Date of Award

Spring 5-30-2019

Document Type

Thesis

Degree Name

Master of Landscape Architecture (MLA)

Department

Landscape Architecture

First Advisor

Robyn Reed

Second Advisor

Claire Fellman

Abstract

Introduction:

How can film inform landscape architectural thinking? In narrative film, we are spectators of unfolding space. In landscapes, our bodies enable us to author its unfolding.

In many ways, film is a well-suited and under-theorized territory for landscape. Its intersections are not without precedent, and in the following pages, I hope to describe the experiments, failures and potential scenarios I have uncovered for future practitioners of landscape architecture. A secondary intention of this thesis is as an articulation of my own practice, walking toward disciplinary edges, but always looking back to landscape architecture.

Site:

Roma (2018), directed by Alfonso Cuarón, serves as a case study of the perceptual dimensions of watching film, and on the interacting systems and forces that are manifested through its narrative. Still, Roma serves as a point of departure to investigate the emerging cross-disciplinary research of using moving images as a design tool.

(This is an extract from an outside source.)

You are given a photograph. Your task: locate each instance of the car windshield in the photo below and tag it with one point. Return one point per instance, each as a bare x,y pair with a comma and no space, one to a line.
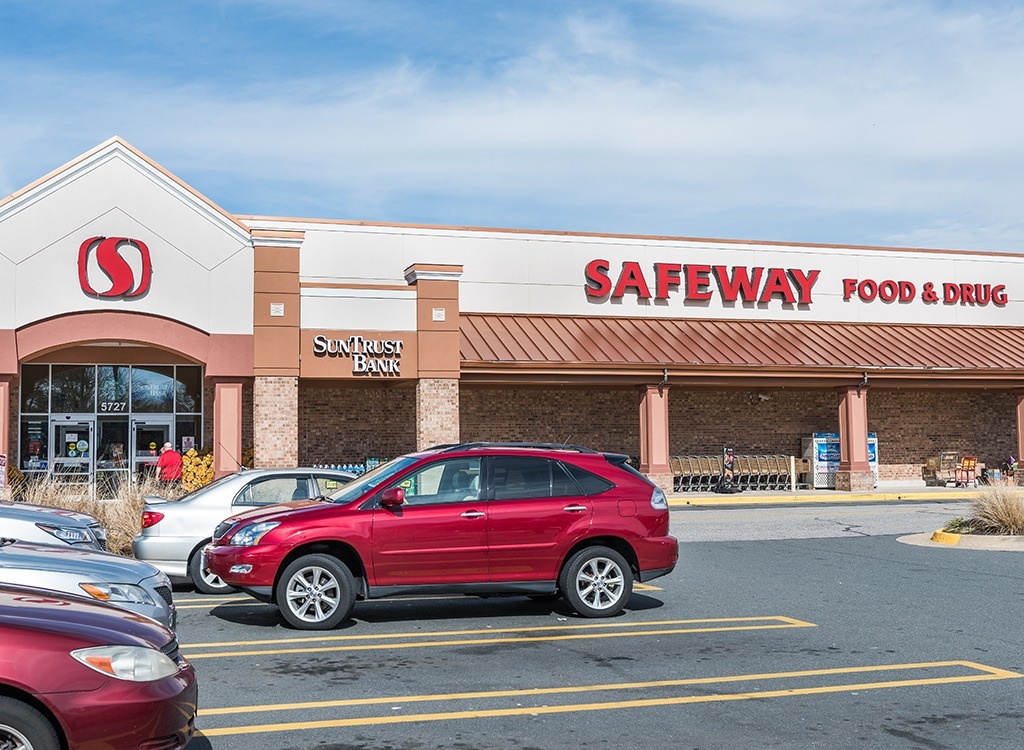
369,481
206,488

At the heart of the film is Cleodegaria Gutierrez (Cleo), a maid who serves a well-off family of seven in the Colonia Roma district in Mexico City. Often the camera tracks her as she moves through various oppositional domains: interior and exterior, public and private, urban and rural. Through film we are also able to visualize material artifacts of culture and psychology. I want to understand the structure of this film, and how that structure is able to generate the particular qualities of space in the film.

Research Question:

Materially speaking, Roma, the film, is a movie, a sequence of projected light, two hours and fifteen minutes long. Geographically speaking, Roma is also a real place, a district in Mexico City and the setting for most of the film. Through the course of this thesis studio, Roma, the film, will serve as a site in which to investigate notions of space, place, time and memory using the following thesis question: How can film inform existing contemporary landscape practices in representation?